A New York Times article discusses Arizona’s reputation as being hard on illegal immigrants while at the same time being a haven for new refugees. The examples the article refers to of the state helping refugees, however, don’t seem to be different that what we know is happening in other states — housing assistance, furniture donations, a few micro-enterprize loans.

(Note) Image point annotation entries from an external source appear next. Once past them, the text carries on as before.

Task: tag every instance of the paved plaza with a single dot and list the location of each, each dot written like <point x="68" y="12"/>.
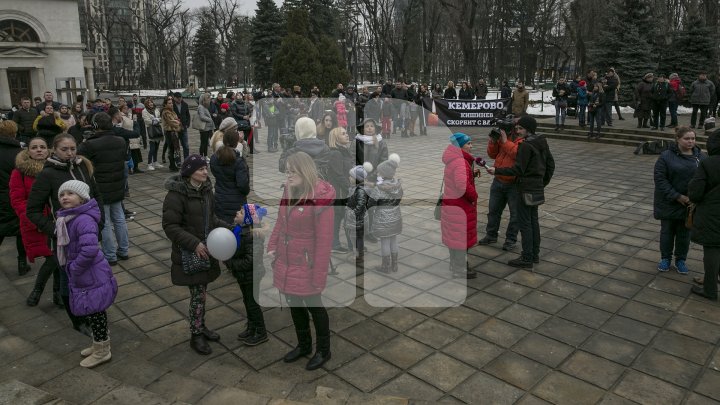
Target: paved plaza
<point x="594" y="322"/>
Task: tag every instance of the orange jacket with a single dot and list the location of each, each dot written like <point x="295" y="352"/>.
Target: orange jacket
<point x="504" y="155"/>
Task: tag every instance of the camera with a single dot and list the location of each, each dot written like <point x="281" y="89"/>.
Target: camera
<point x="505" y="124"/>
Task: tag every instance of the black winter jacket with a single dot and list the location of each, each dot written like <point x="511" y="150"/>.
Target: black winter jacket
<point x="184" y="212"/>
<point x="316" y="148"/>
<point x="704" y="190"/>
<point x="47" y="183"/>
<point x="341" y="161"/>
<point x="534" y="165"/>
<point x="107" y="152"/>
<point x="9" y="148"/>
<point x="673" y="172"/>
<point x="232" y="185"/>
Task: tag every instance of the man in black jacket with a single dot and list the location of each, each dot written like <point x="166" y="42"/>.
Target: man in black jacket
<point x="183" y="111"/>
<point x="24" y="118"/>
<point x="108" y="152"/>
<point x="534" y="167"/>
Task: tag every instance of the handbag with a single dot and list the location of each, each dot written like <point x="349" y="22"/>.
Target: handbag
<point x="533" y="199"/>
<point x="438" y="205"/>
<point x="690" y="216"/>
<point x="191" y="262"/>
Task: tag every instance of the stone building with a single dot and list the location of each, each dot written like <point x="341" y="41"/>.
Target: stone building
<point x="41" y="50"/>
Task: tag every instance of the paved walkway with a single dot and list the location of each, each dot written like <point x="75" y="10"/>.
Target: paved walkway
<point x="593" y="323"/>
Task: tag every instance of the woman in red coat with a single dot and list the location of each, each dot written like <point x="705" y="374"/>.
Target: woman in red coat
<point x="300" y="252"/>
<point x="28" y="164"/>
<point x="459" y="204"/>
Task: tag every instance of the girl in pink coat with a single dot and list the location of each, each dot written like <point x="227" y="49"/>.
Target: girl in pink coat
<point x="299" y="249"/>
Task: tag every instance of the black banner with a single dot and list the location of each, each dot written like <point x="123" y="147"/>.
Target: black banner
<point x="467" y="113"/>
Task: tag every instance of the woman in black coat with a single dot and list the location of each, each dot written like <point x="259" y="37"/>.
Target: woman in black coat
<point x="673" y="171"/>
<point x="188" y="217"/>
<point x="341" y="161"/>
<point x="704" y="191"/>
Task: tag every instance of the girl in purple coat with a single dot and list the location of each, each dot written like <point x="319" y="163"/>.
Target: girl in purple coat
<point x="90" y="279"/>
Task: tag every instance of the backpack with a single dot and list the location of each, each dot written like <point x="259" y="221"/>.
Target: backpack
<point x="655" y="147"/>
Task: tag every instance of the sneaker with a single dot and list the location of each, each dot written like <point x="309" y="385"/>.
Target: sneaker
<point x="664" y="265"/>
<point x="487" y="240"/>
<point x="681" y="267"/>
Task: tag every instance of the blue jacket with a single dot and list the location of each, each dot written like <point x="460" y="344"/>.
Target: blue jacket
<point x="92" y="285"/>
<point x="232" y="185"/>
<point x="673" y="172"/>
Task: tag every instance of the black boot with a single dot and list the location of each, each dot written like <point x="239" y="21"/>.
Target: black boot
<point x="393" y="263"/>
<point x="34" y="296"/>
<point x="199" y="344"/>
<point x="322" y="353"/>
<point x="303" y="348"/>
<point x="23" y="267"/>
<point x="259" y="336"/>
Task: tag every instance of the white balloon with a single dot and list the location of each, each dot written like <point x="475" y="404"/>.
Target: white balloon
<point x="222" y="243"/>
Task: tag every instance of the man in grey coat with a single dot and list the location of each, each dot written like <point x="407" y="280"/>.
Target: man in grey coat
<point x="700" y="94"/>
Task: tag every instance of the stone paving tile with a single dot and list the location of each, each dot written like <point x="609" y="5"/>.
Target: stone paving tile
<point x="367" y="372"/>
<point x="516" y="370"/>
<point x="645" y="389"/>
<point x="539" y="348"/>
<point x="560" y="388"/>
<point x="442" y="371"/>
<point x="482" y="388"/>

…the scorched expanse of the Phoenix valley can seem like a giant resettlement lab. Bosnians trim the watered lawns of the Arizona Biltmore, and Karenni speakers have their own prenatal class at St. Joseph’s hospital. A Sudanese goat farmer is thriving in a desert slaughterhouse built with a micro-enterprise loan. (He is glad to demonstrate his skill in turning goats to goat meat.)

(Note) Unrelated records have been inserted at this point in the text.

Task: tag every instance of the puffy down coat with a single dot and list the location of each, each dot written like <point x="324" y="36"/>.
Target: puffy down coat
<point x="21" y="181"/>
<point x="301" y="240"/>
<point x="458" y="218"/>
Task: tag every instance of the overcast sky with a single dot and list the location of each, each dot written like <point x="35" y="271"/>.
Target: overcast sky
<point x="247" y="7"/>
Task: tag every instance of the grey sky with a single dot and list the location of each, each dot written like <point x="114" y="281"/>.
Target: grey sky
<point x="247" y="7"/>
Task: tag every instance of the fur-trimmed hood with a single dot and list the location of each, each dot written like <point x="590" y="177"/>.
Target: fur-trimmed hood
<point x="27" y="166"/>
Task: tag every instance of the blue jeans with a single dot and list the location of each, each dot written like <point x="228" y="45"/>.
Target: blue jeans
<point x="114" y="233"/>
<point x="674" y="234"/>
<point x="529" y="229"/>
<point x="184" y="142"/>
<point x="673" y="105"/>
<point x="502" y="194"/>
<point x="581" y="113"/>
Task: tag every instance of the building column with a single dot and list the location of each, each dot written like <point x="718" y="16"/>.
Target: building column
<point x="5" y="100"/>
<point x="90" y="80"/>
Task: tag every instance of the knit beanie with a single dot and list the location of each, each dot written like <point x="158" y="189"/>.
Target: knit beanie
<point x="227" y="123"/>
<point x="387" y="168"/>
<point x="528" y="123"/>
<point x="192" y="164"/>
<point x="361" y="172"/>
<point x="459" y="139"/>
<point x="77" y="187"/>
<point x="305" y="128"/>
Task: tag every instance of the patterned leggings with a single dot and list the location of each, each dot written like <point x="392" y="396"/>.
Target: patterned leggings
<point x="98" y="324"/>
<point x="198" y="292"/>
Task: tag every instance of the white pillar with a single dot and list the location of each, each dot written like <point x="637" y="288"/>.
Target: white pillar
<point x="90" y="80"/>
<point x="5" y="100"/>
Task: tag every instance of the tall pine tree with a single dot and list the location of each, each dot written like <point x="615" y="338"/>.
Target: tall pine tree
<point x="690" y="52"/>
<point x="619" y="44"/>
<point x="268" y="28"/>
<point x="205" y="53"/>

Hai Doo, a laundry worker from Myanmar, got large grants to buy his first home. Yasoda Bhattarai, a new mother from Bhutan, credits 10 weeks of free hospital care for saving her daughter, who was born with tuberculosis. “Whenever people ask me about Phoenix, I tell them it is the best place,” she said.
Only three states accepted more refugees on a per capita basis over the past six years. Arizona took nearly twice as many refugees per capita as its liberal neighbor, California, and more than twice as many per capita as New York, New Jersey and Connecticut…
…Arizona took in about 4,700 refugees last year, but is thought to have about 375,000 illegal immigrants…
…Arizona first drew refugees because the cost of living is low, and until the recession the state had lots of entry-level jobs open to non-English speakers, like housekeeping and lawn care. Early success, with Bosnians and Kosovars in the late 1990s and later with war orphans from Sudan, helped build local support…. Read more here
If you read through our State Department monitoring reports for the state of Arizona, however, you discover that Phoenix, the main resettlement site, can be quite forbidding for newly arriving refugees. The city is known to have an extreme sprawl problem, and does not have particularly good mass transit. The IRC report says that most of the low-income housing is on the west side of the city, with most of the good jobs on the east side. This necessitates refugees taking buses with multiple connections and having to stand out in the oppressive 120 degree heat during the summer. The police have also brutalized law-abiding refugees just waiting to go into church, here.
The article also talks about Arizona’s state refugee coordinator, Charles Shipman. Mr. Shipman is the president of National Association of State Refugee Coordinators (SCORR).
Efforts intensified after the hiring in 2002 of a new state coordinator, Charles Shipman, who is married to a former Cambodian refugee and known for his skillful advocacy. In recent years, Arizona has taken more than three times as many refugees as it did when he arrived.
Mr. Shipman quickly spotted a shortage of interpreters for a population ever more ethnically diverse. He commissioned a study that found language barriers “quite troubling.” The rescue group then used it to win a private grant to start an interpreting service. It now operates in 14 languages, including Kirundi (Burundi), Tigrinya (Ethiopia) and Hakka (China).
As the recession took hold, Mr. Shipman led a charge to prevent homelessness among newly arrived refugees. In part at his prompting, the federal government let Arizona shift some federal money into rent relief and urged other states to follow.
These emergency housing funds for refugees apparently refers to some mysterious U.S. Dept. of HHS funds that Arizona was allowed to use for refugees instead. There was also emergency housing funds of $5 million in public funds which the State Department robbed Peter to pay Paul. The money was initially designated to go to Iraqi refugees overseas, but was then diverted to refugees in the U.S. I think I would have been more impressed with Mr. Shipman if he had announced an effort to raise $5 million in private funds in the U.S. to keeps refugees from becoming homeless during the recession.
Back in May the New York Review of Books reported that Mr. Shipman told the resettlement agencies to reduce the number of Iraqi refugees they were agreeing to resettle in Arizona, here. This turns out to be an inaccurate statement, as Mr. Shipman apparently told them to reduce the number of all refugees they were agreeing to resettle in Arizona (if we can believe Rheis Thibault in the comment section below).